En cas de violences, de menaces ou de harcèlement, le demandeur peut requérir du juge qu’il interdise à l’auteur de l’atteinte, en particulier, de l’approcher ou d’accéder à un périmètre déterminé autour de son logement, de fréquenter certains lieux, notamment des rues, places ou quartiers et/ou de prendre contact avec lui, notamment par téléphone, par écrit ou par voie électronique, ou de lui causer d’autres dérangements.

Au 1er janvier 2022, est notamment entré en vigueur le nouvel article 28c du Code civil (CC) qui s’inscrit dans le cadre d’une modification législative visant à améliorer la protection des victimes de violences.

L’article 28c CC prévoit que le juge, en cas de prononcé d’une telle interdiction, peut, à la demande de la victime, ordonner le port par l’auteur de l’atteinte d’un appareil électronique non amovible permettant de déter­miner et d’enregistrer à tout moment le lieu où il se trouve.

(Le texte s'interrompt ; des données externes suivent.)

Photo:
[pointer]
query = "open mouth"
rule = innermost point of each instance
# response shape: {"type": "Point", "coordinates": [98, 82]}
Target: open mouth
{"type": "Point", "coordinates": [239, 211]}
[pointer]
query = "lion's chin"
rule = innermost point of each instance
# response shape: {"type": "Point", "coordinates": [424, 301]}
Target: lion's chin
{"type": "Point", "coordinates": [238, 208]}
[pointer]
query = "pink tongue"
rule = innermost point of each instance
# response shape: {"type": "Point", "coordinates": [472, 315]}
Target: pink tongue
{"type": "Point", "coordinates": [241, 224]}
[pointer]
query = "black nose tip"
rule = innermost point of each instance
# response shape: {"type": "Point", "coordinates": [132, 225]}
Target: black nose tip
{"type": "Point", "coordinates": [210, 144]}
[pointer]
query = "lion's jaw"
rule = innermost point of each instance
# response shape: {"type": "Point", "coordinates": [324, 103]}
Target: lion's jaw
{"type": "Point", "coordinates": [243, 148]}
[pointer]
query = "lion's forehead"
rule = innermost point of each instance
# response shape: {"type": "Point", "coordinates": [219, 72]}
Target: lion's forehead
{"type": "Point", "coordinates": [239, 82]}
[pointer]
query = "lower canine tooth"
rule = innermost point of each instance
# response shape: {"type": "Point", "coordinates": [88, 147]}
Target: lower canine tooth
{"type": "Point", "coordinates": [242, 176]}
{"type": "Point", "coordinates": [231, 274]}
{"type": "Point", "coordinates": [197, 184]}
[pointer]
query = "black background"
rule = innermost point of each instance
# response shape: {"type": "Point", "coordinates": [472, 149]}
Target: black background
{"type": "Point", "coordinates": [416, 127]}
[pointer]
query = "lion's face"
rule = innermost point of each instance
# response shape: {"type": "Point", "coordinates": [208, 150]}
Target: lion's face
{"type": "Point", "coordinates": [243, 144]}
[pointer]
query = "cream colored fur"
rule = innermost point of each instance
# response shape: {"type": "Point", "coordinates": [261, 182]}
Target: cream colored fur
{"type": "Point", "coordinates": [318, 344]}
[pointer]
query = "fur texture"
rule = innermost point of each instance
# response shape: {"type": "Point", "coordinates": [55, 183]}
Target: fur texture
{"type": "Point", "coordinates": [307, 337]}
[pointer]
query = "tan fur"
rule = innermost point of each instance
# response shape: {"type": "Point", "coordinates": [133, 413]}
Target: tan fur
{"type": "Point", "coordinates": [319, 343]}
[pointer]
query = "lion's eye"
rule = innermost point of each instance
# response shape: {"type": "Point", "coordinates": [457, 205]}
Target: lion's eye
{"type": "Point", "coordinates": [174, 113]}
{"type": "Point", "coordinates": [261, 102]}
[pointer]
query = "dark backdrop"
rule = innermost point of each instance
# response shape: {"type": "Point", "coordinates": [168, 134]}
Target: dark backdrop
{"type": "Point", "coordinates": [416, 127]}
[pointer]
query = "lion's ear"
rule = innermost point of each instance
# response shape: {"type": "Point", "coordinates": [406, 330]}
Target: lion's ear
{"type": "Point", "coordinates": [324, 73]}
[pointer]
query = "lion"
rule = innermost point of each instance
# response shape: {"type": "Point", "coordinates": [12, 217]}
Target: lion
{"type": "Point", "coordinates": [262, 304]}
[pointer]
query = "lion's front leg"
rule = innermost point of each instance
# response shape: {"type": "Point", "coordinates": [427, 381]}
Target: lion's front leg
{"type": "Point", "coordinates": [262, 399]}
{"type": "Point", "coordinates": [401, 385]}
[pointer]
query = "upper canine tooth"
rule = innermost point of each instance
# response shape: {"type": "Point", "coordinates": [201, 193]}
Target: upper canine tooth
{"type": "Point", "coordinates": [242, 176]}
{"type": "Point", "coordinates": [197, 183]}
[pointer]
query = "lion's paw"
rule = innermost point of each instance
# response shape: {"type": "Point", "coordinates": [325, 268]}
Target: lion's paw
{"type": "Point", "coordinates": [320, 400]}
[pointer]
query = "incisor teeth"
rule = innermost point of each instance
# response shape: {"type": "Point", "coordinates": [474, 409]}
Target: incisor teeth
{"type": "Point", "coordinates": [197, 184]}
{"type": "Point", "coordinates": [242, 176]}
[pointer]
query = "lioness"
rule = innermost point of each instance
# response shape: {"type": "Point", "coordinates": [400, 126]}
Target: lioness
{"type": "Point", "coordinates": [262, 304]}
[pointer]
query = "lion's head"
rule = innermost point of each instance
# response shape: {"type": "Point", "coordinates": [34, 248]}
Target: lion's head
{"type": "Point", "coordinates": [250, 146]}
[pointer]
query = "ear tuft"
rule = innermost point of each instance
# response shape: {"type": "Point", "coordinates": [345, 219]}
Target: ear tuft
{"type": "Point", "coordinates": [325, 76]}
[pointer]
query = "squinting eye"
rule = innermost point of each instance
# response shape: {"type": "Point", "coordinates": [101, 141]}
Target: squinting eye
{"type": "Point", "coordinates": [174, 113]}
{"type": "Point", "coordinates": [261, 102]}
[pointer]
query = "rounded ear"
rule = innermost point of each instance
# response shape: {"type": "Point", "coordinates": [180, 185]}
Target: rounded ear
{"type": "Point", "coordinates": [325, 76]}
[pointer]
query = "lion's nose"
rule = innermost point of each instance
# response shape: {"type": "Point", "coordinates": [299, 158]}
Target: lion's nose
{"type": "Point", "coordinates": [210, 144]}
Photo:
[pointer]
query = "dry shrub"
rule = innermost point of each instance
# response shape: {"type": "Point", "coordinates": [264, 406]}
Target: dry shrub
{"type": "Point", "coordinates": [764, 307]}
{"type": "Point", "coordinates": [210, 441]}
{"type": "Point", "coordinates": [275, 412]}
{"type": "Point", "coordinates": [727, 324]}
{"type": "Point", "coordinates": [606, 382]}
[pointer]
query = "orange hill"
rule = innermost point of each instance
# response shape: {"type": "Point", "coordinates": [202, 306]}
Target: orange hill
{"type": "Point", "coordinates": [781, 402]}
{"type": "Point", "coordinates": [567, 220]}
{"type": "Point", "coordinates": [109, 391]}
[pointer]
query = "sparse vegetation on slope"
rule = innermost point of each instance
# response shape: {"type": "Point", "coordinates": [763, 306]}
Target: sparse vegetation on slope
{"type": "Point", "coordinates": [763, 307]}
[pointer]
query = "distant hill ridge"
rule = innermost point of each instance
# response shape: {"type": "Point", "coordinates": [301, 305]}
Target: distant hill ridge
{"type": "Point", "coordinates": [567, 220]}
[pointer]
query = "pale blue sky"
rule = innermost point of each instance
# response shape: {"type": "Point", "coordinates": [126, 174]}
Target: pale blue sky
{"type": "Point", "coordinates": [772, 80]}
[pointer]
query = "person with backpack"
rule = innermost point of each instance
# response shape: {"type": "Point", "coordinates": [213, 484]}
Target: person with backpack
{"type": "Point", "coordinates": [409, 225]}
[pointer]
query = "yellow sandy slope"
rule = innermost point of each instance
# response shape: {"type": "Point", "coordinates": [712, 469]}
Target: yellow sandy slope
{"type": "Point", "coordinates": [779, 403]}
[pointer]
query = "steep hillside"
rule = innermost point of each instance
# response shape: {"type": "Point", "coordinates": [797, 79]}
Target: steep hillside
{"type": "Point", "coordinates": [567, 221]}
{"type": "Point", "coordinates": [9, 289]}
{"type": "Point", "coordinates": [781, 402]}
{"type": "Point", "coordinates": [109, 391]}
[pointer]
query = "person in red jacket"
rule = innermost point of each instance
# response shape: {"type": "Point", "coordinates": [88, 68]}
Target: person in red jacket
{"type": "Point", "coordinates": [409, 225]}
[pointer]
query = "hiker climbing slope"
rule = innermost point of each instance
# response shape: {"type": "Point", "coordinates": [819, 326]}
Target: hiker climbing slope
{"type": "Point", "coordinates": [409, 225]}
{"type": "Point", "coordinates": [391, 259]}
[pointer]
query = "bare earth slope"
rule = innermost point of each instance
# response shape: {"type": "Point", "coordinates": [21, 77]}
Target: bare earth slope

Cette mesure peut être ordonnée pour six mois au maximum, mais peut être prolongée plusieurs fois, de six mois au maximum à chaque fois.

Cette surveillance reste néanmoins passive c’est-à-dire que les données GPS sont enregistrées et, le cas échéant analysées de manière rétrospective. Aussi, si cette mesure ne permet pas une intervention directe et immédiate, elle permet néanmoins d’avoir un effet dissuasif et de servir comme moyen de preuve.